Esophageal Cancer Open Access
Copyright ©2006 Baishideng Publishing Group Co., Limited. All rights reserved.
World J Gastroenterol. Sep 7, 2006; 12(33): 5281-5286
Published online Sep 7, 2006. doi: 10.3748/wjg.v12.i33.5281
Mutation screening of mismatch repair gene Mlh3 in familial esophageal cancer
Hong-Xu Liu, Yu Li, Hong-Nian Yin, Lin Zhang, Department of Thoracic Surgery, First Hospital, China Medical University, Shenyang 110001, Liaoning Province, China
Xue-Dong Jiang, Department of Cardiothoracic Surgery, Liaoning General Hospital of Armed Police, Shenyang 110034, Liaoning Province, China
Yu Wang, Second Department of Surgery, Central Hospital of Liaoning Electric Power, Shenyang 110015, Liaoning Province, China
Jun Yang, Department of Surgery, Enliang Hospital, Tai’an County 114100, Liaoning Province, China
Supported by the National Natural Science Foundation of China, No. 30070850; grant from Ministry of Education of China, No. (2004) 527; and grant from Armed Police Logistics Scientific Research Project, No. WKH2004010
Correspondence to: Dr. Hong-Xu Liu, Department of Thoracic Surgery, First Hospital, China Medical University, Shenyang 110001, Liaoning Province, China. hongxuliu@yahoo.com
Telephone: +86-24-83283498 Fax: +86-24-22815632
Received: April 25, 2006
Revised: April 28, 2006
Accepted: May 22, 2006
Published online: September 7, 2006

Abstract

AIM: To shed light on the possible role of mismatch repair gene Mlh3 in familial esophageal cancer (FEC).

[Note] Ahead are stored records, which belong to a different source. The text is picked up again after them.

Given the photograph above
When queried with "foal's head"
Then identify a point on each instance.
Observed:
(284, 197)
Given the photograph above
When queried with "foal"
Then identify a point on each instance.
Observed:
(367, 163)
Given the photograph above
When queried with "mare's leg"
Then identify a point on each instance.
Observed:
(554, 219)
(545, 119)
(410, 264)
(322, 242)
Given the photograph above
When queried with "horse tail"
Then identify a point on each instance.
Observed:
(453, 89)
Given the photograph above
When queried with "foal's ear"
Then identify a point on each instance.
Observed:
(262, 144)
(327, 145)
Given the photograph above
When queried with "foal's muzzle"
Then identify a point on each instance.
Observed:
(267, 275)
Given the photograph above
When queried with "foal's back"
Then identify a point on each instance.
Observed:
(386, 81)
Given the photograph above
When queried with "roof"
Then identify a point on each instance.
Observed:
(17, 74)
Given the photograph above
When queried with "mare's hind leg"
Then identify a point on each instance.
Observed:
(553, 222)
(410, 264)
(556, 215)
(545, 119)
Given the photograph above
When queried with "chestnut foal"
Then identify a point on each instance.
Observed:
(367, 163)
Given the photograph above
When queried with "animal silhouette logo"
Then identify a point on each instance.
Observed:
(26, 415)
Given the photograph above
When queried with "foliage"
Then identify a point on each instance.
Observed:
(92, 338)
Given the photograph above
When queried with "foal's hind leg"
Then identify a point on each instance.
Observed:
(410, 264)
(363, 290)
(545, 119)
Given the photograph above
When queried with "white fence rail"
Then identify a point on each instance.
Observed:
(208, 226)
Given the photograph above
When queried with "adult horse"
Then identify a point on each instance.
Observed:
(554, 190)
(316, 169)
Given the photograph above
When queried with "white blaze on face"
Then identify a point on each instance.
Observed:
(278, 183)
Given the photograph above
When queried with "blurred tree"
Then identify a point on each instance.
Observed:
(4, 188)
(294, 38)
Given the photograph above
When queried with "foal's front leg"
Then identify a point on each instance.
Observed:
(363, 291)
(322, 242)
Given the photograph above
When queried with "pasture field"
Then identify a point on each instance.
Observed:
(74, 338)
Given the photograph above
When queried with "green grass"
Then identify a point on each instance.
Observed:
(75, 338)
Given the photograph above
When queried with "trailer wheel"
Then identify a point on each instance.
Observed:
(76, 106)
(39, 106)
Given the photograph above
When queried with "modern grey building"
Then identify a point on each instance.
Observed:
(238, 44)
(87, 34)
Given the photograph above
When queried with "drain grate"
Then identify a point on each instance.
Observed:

METHODS: A total of 66 members from 10 families suggestive of a genetic predisposition to hereditary esophageal cancer were screened for germline mutations in Mlh3 with denaturing high performance liquid chromatography (DHPLC), a newly developed method of comparative sequencing based on heteroduplex detection. For all samples exhibiting abnormal DHPLC profiles, sequence changes were evaluated by cycle sequencing. For any mutation in family members, we conducted a segregation study to compare its prevalence in sporadic esophageal cancer patients and normal controls.

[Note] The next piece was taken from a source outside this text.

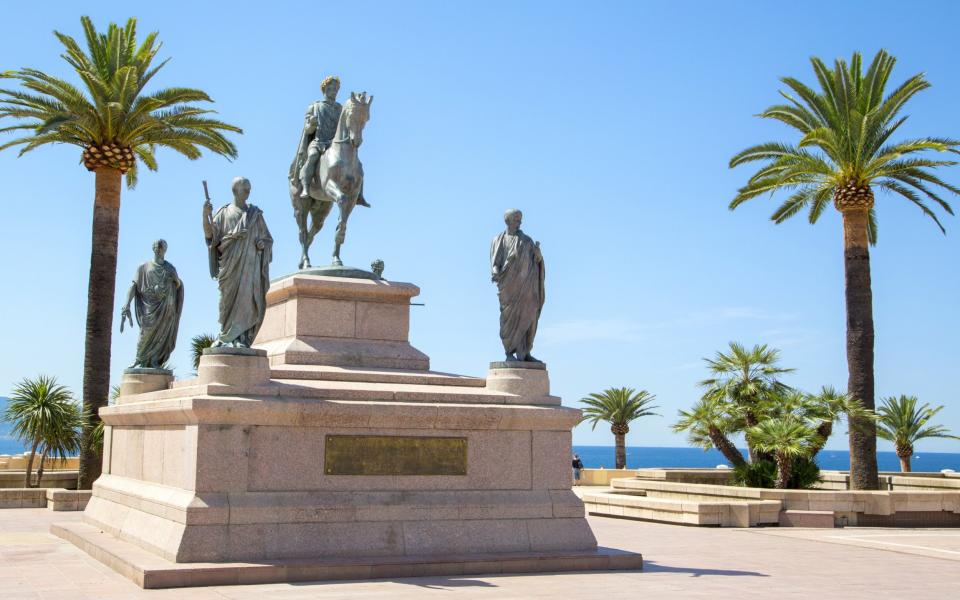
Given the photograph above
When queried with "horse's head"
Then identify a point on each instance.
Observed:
(356, 113)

RESULTS: Exons of Mlh3 in all samples were successfully examined. Overall, 4 missense mutations and 3 polymorphisms were identified in 4 families. Mlh3 missense mutations in families 9 and 10 might be pathogenic, but had a reduced penetrance. While in families 1 and 7, there was no sufficient evidence supporting the monogenic explanations of esophageal cancers in families. The mutations were found in 33% of high-risk families and 50% of low-risk families.

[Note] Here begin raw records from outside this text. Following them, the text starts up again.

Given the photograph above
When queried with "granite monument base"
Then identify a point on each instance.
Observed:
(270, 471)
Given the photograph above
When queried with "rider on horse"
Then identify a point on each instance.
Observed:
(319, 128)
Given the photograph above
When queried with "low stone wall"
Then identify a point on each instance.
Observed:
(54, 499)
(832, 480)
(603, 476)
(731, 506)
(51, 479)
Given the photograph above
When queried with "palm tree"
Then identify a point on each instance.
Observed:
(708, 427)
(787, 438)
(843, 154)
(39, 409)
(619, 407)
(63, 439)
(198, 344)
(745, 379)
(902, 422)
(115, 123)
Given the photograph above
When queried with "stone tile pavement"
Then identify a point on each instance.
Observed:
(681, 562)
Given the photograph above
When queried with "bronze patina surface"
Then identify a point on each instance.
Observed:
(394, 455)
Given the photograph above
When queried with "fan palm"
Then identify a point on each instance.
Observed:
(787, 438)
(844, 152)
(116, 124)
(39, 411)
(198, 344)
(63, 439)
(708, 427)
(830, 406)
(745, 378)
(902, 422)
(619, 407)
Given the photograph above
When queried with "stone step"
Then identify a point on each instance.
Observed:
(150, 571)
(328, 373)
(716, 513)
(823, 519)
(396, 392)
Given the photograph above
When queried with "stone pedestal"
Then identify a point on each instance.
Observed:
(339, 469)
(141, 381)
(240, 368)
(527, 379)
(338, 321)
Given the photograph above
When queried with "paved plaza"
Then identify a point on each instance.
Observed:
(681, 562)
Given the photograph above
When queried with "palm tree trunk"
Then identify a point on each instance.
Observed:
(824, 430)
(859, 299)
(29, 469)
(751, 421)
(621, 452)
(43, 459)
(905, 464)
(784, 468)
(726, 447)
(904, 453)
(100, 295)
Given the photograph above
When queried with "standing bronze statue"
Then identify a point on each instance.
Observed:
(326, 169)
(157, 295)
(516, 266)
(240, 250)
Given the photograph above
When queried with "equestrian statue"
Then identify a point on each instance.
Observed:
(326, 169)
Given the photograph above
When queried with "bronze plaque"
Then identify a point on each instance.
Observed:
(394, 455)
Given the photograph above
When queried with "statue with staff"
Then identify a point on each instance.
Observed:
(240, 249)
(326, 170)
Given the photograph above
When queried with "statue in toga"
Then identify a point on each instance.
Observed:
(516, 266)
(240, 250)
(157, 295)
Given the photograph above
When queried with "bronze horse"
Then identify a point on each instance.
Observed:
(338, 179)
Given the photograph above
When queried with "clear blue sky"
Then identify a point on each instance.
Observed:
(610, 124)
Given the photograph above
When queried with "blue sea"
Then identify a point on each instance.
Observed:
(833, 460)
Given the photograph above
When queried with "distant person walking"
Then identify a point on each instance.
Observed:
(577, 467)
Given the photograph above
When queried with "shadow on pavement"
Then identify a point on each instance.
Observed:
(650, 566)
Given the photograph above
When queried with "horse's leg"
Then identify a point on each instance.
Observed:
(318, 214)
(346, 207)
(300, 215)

CONCLUSION: Mlh3 is a high risk gene with a reduced penetrance in some families. However, it acts as a low risk gene for esophageal cancer in most families. Mutations of Mlh3 may work together with other genes in an accumulated manner and result in an increased risk of esophageal tumor. DHPLC is a robust and sensitive technique for screening gene mutations.

Key Words: Mlh3; DNA mismatch repair; Familial esophageal cancer; Mutation screening; Denaturing high performance liquid chromatography



INTRODUCTION

Esophageal carcinoma (EC) is one of the most common malignant tumors in China[1,2]. Although various therapeutic strategies have been improved in recent years, the 5-year survival remains poor, therefore, early diagnosis and treatment of EC are still urgently needed[3,4].

Current studies showed that multiple factors and steps contribute to its tumorigenesis, however the definite mechanisms remain to be determined yet[5,6]. While in cancer families, genetic predisposition may play a more important role in carcinogenesis than other factors[7]. Genetic susceptibility can be identified by detecting germ-line mutation of certain genes from peripheral blood.

Denaturing high performance liquid chromatography (DHPLC) is a newly developed technique suitable for the detection of heteroduplex mutations. DHPLC has the advantages of being highly automated, sensitive, and could be used for screening of gene mutations on a large scale[8].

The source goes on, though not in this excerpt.